Thursday, 9 December 2021

Berita

Berita Utama

Para ABK Taiwan Belum Dapatkan Haknya Secara Utuh, Kepala BP2MI: Sampai Liang Kubur Pun Kita Akan Kejar

-

00.08 21 August 2021 888

Para ABK Taiwan Belum Dapatkan Haknya Secara Utuh, Kepala BP2MI: Sampai Liang Kubur Pun Kita Akan Kejar

Jakarta, BP2MI (21/8) - Sebagai wujud komitmen pelindungan optimal kepada Pekerja Migran Indonesia (PMI), Kepala Badan Pelindungan Pekerja Migran Indonesia (BP2MI), Benny Rhamdani menyambut langsung kepulangan para PMI Terkendala (dulu dikenal PMI Bermasalah - PMI B) dari Taiwan, pada Sabtu dini hari (21/8/2021). 

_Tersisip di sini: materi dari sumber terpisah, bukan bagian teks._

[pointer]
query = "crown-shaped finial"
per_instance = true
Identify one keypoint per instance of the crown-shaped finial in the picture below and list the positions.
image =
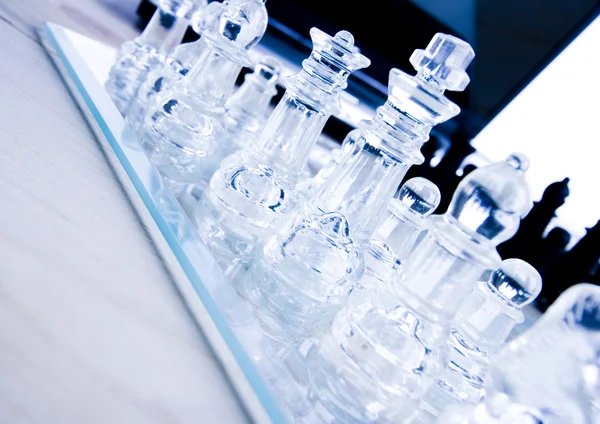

Kepulangan para pahlawan devisa tersebut, disambut Benny dengan didampingi oleh para Pejabat Tinggi BP2MI, serta para stakeholder terkait, di Wisma Atlet Pademangan, Jakarta Utara. Adapun sebelum dipulangkan ke daerah asalnya, para PMI harus menjalani proses karantina terlebih dahulu selama 8 hari di Wisma Atlet Pademangan.

Dalam penyambutannya, Benny menjelaskan bahwa proses karantina ini dimaksudkan agar para PMI yang baru saja pulang, dapat berjumpa dengan sanak keluarganya dalam keadaan sehat.

“Kami mengucapkan selamat datang di tanah air kita, Indonesia. Tentu dengan harapan, semua Insya Allah sehat. Mohon dimaklumi setiap tiba dari luar negeri, harus ada pelayanan seperti ini. Ini sebetulnya merupakan perhatian negara kepada seluruh warga negaranya, untuk memastikan bapak dan ibu sehat. Apa artinya kita pulang kampung, melepas rasa rindu dengan keluarga, namun kita tidak sehat,” ujar Benny.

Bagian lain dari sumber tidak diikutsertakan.